Purpose
In this study, we employed a gated recurrent unit (GRU)-based recurrent neural network (RNN) using dosimetric information induced by individual beam to predict the dose-volume histogram (DVH) and investigated the feasibility and usefulness of this method in biologically related models for nasopharyngeal carcinomas (NPC) treatment planning.
Methods and materials
One hundred patients with NPC undergoing volumetric modulated arc therapy (VMAT) between 2018 and 2019 were randomly selected for this study. All the VMAT plans were created using the Monaco treatment planning system (Elekta, Sweden) and clinically approved: > 98% of PGTVnx received the prescribed doses of 70 Gy, > 98% of PGTVnd received the prescribed doses of 66 Gy and > 98% of PCTV received 60 Gy. Of these, the data from 80 patients were used to train the GRU-RNN, and the data from the other 20 patients were used for testing. For each NPC patient, the DVHs of different organs at risk were predicted by a trained GRU-based RNN using the information given by individual conformal beams. Based on the predicted DVHs, the equivalent uniform doses (EUD) were calculated and applied as dose constraints during treatment planning optimization. The regenerated VMAT experimental plans (EPs) were evaluated by comparing them with the clinical plans (CPs).
Results
For the 20 test patients, the regenerated EPs guided by the GRU-RNN predictive model achieved good consistency relative to the CPs. The EPs showed better consistency in PTV dose distribution and better dose sparing for many organs at risk, and significant differences were found in the maximum/mean doses to the brainstem, brainstem PRV, spinal cord, lenses, temporal lobes, parotid glands and larynx with P-values < 0.05. On average, compared with the CPs, the maximum/mean doses to these OARs were altered by − 3.44 Gy, − 1.94 Gy, − 1.88 Gy, 0.44 Gy, 1.98 Gy, − 1.82 Gy and 2.27 Gy, respectively.
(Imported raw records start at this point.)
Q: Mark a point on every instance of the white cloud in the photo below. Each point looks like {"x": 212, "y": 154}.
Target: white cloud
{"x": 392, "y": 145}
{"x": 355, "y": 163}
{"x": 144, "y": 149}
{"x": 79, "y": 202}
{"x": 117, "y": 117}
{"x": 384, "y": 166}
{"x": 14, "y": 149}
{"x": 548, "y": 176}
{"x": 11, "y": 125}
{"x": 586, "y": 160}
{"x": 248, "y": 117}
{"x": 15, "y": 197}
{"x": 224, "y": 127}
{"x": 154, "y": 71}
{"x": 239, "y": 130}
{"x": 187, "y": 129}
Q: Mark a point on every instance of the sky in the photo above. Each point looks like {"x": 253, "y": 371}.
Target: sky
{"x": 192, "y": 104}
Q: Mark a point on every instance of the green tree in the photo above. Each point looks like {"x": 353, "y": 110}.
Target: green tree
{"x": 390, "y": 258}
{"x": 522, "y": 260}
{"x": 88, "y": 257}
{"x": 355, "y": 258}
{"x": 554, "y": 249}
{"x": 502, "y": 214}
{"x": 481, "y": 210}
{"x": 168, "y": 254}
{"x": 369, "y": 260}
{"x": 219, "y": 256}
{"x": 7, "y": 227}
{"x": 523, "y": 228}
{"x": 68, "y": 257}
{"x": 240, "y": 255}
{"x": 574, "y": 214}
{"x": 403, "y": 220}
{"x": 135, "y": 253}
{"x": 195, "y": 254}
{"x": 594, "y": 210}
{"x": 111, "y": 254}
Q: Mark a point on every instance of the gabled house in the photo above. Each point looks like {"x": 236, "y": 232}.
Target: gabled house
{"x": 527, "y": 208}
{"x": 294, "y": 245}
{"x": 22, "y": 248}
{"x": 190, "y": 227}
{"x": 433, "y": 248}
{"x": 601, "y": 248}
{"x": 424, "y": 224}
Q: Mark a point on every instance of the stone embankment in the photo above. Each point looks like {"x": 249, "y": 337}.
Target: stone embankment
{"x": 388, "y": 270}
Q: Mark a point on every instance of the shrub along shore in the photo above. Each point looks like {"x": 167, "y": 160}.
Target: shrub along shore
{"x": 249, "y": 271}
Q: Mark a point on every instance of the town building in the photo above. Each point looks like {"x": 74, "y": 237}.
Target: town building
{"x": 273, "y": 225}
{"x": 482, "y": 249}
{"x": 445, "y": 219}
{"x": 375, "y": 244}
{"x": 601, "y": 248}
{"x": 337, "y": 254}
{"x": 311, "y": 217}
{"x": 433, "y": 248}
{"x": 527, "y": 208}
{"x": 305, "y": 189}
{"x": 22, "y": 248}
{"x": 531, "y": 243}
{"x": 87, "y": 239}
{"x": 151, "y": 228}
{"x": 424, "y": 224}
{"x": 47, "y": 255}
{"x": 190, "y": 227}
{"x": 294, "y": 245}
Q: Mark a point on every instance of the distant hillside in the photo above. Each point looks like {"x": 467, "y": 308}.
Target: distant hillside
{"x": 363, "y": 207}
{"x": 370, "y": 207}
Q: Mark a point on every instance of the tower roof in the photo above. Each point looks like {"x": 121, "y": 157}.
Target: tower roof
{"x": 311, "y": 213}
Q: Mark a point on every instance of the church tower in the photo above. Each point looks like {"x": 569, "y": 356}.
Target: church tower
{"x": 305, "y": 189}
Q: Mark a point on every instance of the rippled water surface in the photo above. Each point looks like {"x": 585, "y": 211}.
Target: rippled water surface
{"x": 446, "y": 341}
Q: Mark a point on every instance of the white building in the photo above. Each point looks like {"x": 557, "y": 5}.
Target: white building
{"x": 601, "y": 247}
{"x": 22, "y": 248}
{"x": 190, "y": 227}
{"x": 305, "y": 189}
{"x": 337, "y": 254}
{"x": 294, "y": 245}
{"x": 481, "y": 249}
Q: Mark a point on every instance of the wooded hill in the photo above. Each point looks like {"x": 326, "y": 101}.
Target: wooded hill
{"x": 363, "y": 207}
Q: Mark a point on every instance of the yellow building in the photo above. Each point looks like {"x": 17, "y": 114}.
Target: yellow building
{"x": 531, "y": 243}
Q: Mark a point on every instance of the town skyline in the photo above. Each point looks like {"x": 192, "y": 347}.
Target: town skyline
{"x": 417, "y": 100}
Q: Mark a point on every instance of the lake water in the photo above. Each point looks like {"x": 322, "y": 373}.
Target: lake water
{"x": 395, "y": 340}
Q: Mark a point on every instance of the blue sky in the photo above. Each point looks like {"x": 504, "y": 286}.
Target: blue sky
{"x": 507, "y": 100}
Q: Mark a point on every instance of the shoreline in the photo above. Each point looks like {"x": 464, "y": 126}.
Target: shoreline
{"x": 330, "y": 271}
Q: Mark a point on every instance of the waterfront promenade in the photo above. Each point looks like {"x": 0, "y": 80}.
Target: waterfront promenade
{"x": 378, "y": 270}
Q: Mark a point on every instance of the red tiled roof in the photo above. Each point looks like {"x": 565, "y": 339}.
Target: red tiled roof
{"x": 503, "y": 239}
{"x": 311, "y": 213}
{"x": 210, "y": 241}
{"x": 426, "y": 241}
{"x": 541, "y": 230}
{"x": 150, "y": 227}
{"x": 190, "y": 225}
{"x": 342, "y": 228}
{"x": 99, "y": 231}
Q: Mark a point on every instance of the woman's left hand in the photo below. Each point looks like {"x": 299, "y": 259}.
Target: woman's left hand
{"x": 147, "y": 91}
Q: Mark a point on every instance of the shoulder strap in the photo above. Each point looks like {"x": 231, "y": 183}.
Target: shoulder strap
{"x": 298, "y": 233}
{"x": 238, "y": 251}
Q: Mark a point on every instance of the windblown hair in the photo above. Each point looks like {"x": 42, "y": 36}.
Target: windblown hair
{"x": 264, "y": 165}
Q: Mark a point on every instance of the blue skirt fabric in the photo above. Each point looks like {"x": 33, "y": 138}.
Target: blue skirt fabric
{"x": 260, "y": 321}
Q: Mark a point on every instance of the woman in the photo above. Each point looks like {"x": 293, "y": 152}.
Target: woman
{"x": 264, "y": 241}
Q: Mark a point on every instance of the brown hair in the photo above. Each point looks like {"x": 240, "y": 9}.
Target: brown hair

In addition, significant differences were also found in brainstem and spinal cord for the dose received by 1 cc volume with 4.11 and 1.67 Gy dose reduction in EPs on average.
Conclusion
The GRU-RNN-based DVH prediction method was capable of accurate DVH prediction. The regenerated plans guided by the predicted EUDs were not inferior to the manual plans, had better consistency in PTVs and better dose sparing in critical OARs, indicating the usefulness and effectiveness of biologically related model in knowledge-based planning.